Au micro de notre partenaire ICI Saint-Étienne Loire, Philippe Montanier est revenu sur son attachement à l'AS Saint-Étienne qu'il entraine désormais. Il se retrouve dans les valeurs stéphanoises.
Philippe Montanier confie que c'est un réel plaisir d'entrainer son club de cœur : "C’est un plaisir de porter les couleurs de l’équipe qui vous a fait rêver. On a toujours de grandes responsabilités quand on est un entraineur d’un club comme celui-là. C’est forcément un grand plaisir."
Celui qui a porté le maillot vert et qui y a terminé sa carrière de gardien de but à la fin des années 90 et aux débuts des années 2000 garde des contacts avec les Verts de l'époque : "Je suis encore en contact avec Rudi Garcia. José Aloisio et Alex me donnent un très bon souvenir également, j’étais très proche de Stéphane Pédron aussi, ma femme et la sienne étaient également très proches. On avait vraiment un bon groupe avec Kvarme avec qui je suis également toujours en contact, Wallemme… Ce sont des amitiés qui perdurent."
S'il ne s'était pas forcément imaginé être entraineur de l'ASSE, Philippe Montanier a apprécié revenir dans le Chaudron : "Je ne me projette jamais, je n’ai pas de plan de carrière mais c’est un vrai plaisir de retrouver le Chaudron. Je me souviens d’un match contre l’OM où on avait fait 2-2, c'était exceptionnel. Je me souviens d’un autre match quand j’étais à Caen où il y avait du brouillard, on avait dû le rejouer le lendemain, le jour de la finale de Coupe Davis de Yannick Noah, il y a des souvenirs qui reviennent comme ça."

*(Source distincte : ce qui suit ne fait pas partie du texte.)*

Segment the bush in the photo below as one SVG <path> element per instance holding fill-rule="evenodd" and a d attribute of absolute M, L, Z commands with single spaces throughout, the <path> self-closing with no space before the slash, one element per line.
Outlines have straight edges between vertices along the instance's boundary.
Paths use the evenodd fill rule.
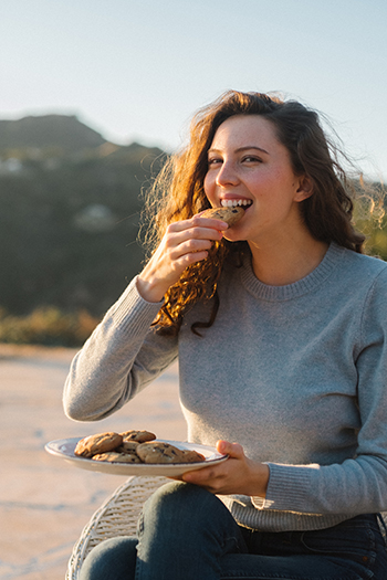
<path fill-rule="evenodd" d="M 59 308 L 36 308 L 28 316 L 13 316 L 0 310 L 0 342 L 80 347 L 98 320 L 86 310 L 65 314 Z"/>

Philippe Montanier explique que le résultat est forcément important à Saint-Étienne avec l'objectif de remonter en Ligue 1 cette saison. Néanmoins, l'état d'esprit compte beaucoup selon lui : "Le résultat est forcément important mais ici ça passe aussi par l’engagement. L’envie c’est le carburant, vous pouvez avoir une Ferrari et moi une petite Polo, si vous n'avez pas d’essence je vous dépasserais. À Saint-Étienne, le carburant, c'est l'engagement. Quand je vois Cardo' qui tacle à la dernière minute, le public se lève. Très peu de stades font ça. Il faut le résultat mais aussi une manière d’être qui répond à celle des Verts."